If so, both the model output and target should have the shape [50, 1]
.
1 Like
Thanks ptrblck!
It is indeed binary classification and the batch size is 50 in the example.
Changing the line
`python
output = self.forward(data).squeeze()
to
output = self.forward(data).reshape(target.shape)
solves the issue and also works in the case with constant batch size.
I do get another error with the sampler, though:
File ~/path_to_file/code.py:582 in train_func
(data, target) = next(iter(self.train_loader)) # compute initial gradients
File ~/miniconda3/envs/PYTORCH/lib/python3.11/site-packages/torch/utils/data/dataloader.py:631 in __next__
data = self._next_data()
File ~/miniconda3/envs/PYTORCH/lib/python3.11/site-packages/torch/utils/data/dataloader.py:674 in _next_data
index = self._next_index() # may raise StopIteration
File ~/miniconda3/envs/PYTORCH/lib/python3.11/site-packages/torch/utils/data/dataloader.py:621 in _next_index
return next(self._sampler_iter) # may raise StopIteration
What I try to do in train_func
is to obtain the first gradient manually. I need it to initialize a help variable. Once again, it works for normal dataloaders, but not when passing the sampler argument.
Could you post the error message you are seeing using your BatchSampler
?
I created a small example. I think I understand something wrong about what the sampler does.
import torch
import torch.nn as nn
# for variable batch sizes
class VariableBatchSampler(torch.utils.data.Sampler):
def __init__(self, dataset_len: int, batch_sizes: list):
self.dataset_len = dataset_len
self.batch_sizes = batch_sizes
self.batch_idx = 0
self.start_idx = 0
self.end_idx = self.batch_sizes[self.batch_idx]
def __iter__(self):
return self
def __next__(self):
if self.start_idx >= self.dataset_len:
raise StopIteration()
batch_indices = torch.arange(self.start_idx, self.end_idx, dtype=torch.int)
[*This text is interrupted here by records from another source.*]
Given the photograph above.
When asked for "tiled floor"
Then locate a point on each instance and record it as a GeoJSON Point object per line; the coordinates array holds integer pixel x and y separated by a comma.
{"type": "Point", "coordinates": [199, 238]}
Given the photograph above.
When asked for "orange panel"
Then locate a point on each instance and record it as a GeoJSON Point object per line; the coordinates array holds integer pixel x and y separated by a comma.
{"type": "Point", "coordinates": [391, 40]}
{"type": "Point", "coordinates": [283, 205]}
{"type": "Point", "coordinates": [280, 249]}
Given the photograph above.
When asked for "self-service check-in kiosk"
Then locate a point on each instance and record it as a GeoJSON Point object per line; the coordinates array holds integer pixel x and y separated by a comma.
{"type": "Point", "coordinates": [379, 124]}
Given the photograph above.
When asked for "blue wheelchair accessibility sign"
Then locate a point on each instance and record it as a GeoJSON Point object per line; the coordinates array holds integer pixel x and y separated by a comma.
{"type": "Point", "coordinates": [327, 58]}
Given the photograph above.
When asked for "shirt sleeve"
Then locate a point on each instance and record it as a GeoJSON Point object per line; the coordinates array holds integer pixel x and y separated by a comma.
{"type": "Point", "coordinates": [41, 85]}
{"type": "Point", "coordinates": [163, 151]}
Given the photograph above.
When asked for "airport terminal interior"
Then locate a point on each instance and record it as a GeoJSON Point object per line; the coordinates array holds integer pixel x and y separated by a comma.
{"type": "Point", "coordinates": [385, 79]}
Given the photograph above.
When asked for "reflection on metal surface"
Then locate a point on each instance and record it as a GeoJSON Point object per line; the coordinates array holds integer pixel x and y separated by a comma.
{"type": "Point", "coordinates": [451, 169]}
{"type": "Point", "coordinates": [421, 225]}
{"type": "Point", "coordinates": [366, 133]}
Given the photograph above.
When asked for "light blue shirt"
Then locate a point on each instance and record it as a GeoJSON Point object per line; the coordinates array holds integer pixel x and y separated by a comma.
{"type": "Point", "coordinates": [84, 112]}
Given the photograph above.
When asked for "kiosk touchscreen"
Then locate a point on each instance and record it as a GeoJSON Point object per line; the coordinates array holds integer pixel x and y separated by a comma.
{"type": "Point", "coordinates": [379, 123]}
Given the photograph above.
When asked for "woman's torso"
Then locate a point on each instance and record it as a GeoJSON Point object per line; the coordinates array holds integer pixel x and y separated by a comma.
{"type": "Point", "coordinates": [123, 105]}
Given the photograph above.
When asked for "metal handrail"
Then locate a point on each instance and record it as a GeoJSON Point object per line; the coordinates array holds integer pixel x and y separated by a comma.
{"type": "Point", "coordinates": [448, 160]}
self.start_idx += (self.end_idx - self.start_idx)
self.batch_idx += 1
try:
self.end_idx += self.batch_sizes[self.batch_idx]
except IndexError:
self.end_idx = self.dataset_len
return batch_indices
## define some random data set
Npoints = 500
Xtrain = torch.normal(mean=torch.zeros((Npoints,2)))
Ytrain = torch.zeros(Npoints)
Ytrain[0:Npoints//2] = 1
train_set = torch.utils.data.TensorDataset(Xtrain, Ytrain) # turns it to TensorDataset
batch_sampler = VariableBatchSampler(len(Xtrain), [50,100])
train_loader = torch.utils.data.DataLoader(train_set, sampler=batch_sampler)
(data, target) = next(iter(train_loader))
print(data.size()) # prints torch.Size([1, 50, 2])
(data, target) = next(iter(train_loader))
print(data.size()) # prints torch.Size([1, 100, 2])
(data, target) = next(iter(train_loader))
print(data.size()) # prints torch.Size([1, 350, 2]), why?
(data, target) = next(iter(train_loader))
print(data.size()) # raises stop iteration error
I expected it to give me batches of size 50, 100, 50, 100 and so on. Yet one of the batches is of size 350. Also, if the end of a the dataset is reached, asking for a new batch leads to the error. I would like it to simply keep giving batches as with the dataloader without the sampler.